Pour bien comprendre cette affaire, retrouvez ici notre enquête de septembre

«Mon client n'a pas été mis en examen, l'ordonnance est simplement motivée par un exercice présumé illégal de la fonction d'agent de joueurs sur deux transferts bien précis, l'arrivée de Souleymane Diawara à Marseille, en juin 2009, et le départ de Mamadou Niang à Fenerbahçe en août 2010», explique Me Pierre Bruno, qui défend Jean-Luc Barresi, cible principale des juges.

Barresi était détenteur de la licence d'agent FFF au moment des faits, Aklil ne l'a obtenue qu'en octobre 2009. «Mais j'étais associé avec quelqu'un possédant cette licence, plaide Aklil, et cette personne n'était pas une simple couverture d'ailleurs, nous avons bossé dans la même structure jusqu'en 2014. Des dizaines, des centaines d'agents en France ont fonctionné et fonctionnent encore ainsi. Le fond de l'affaire, c'est qu'on veut me voir dans la main de Barresi, alors que nous n'avons que ces deux transferts en commun, avec des contrats commerciaux en bonne et due forme.»

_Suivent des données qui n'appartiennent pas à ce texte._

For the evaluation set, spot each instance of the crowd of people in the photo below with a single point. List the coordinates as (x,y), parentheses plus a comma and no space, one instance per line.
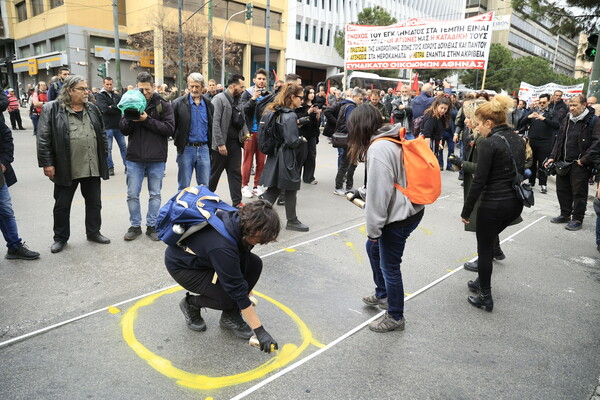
(215,129)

«Je n’ai jamais volé de ma vie, ne serait-ce qu’un chocolat»

Aklil ajoute : «J'aimerais que mes droits soient respectés, je ne suis ni mis en examen, ni placé sous le statut de témoin assisté, et mon argent est pourtant bloqué depuis dix mois sur ordre d'un juge. Cela m'empêche de travailler, d'avoir de la trésorerie, de voyager pour mon métier, d'avoir un salaire, de payer ma salariée. Je n'ai jamais volé de ma vie, ne serait-ce qu'un chocolat, et ma réputation se retrouve salie par toute cette histoire, je suis emmené en garde à vue devant mes enfants comme un simple vendeur de drogues. Il y a quelqu'un qui nous veut du mal.» Il ne citera pas de noms. Me Bruno n'aura pas cette mansuétude : «Les cibles de ce dossier sont les concurrents directs de M. Jean-Pierre Bernès, qui a une relation privilégiée avec les services de police et d'anciens collaborateurs de l'Elysée [époque Sarkozy, ndlr].»

Mis sur écoute au printemps 2012, Jean-Pierre Bernès, l'agent le plus puissant du football français, a été entendu deux fois par les enquêteurs de l'Office central de lutte contre le crime organisé (Oclco), lors d'auditions simples. La seconde a eu lieu le 17 novembre 2014, dans un cadre bon enfant, alors qu'au même moment, une fournée d'anciens et d'actuels dirigeants de l'OM (les présidents Pape Diouf, Dassier et Vincent Labrune, ou encore les DG Antoine Veyrat et Philippe Pérez) étaient placés en garde à vue. Idem en janvier 2015 pour tous les agents ou presque ayant travaillé avec l'OM entre 2009 et 2011, à l'exception encore notable de Jean-Pierre Bernès, pourtant agent de l'entraîneur olympien de l'époque, Didier Deschamps.

Margarita Louis-Dreyfus entendue en juin dernier

«Même Cyril Rool, ancien joueur de l'OM et grand ami de Deschamps, aujourd'hui collaborateur de Bernès, a fini en garde à vue pour expliquer sa résiliation de contrat de 2010, souligne une source judiciaire, étonnée par la capacité de Bernès à passer entre les gouttes. Lors d'une de ses auditions, Bernès a reçu les enquêteurs à l'hôtel Claridge, à Paris, alors que Margarita Louis-Dreyfus, propriétaire de l'OM et partie civile dans ce dossier, a dû se rendre à Nanterre, le 7 juin 2015, pour être entendue pendant trois heures au siège de l'Oclco.» Noël le Graët, le président de la FFF, et Frédéric Thiriez, le boss de la LFP, ont aussi été entendus comme témoins dans ce dossier mouvementé.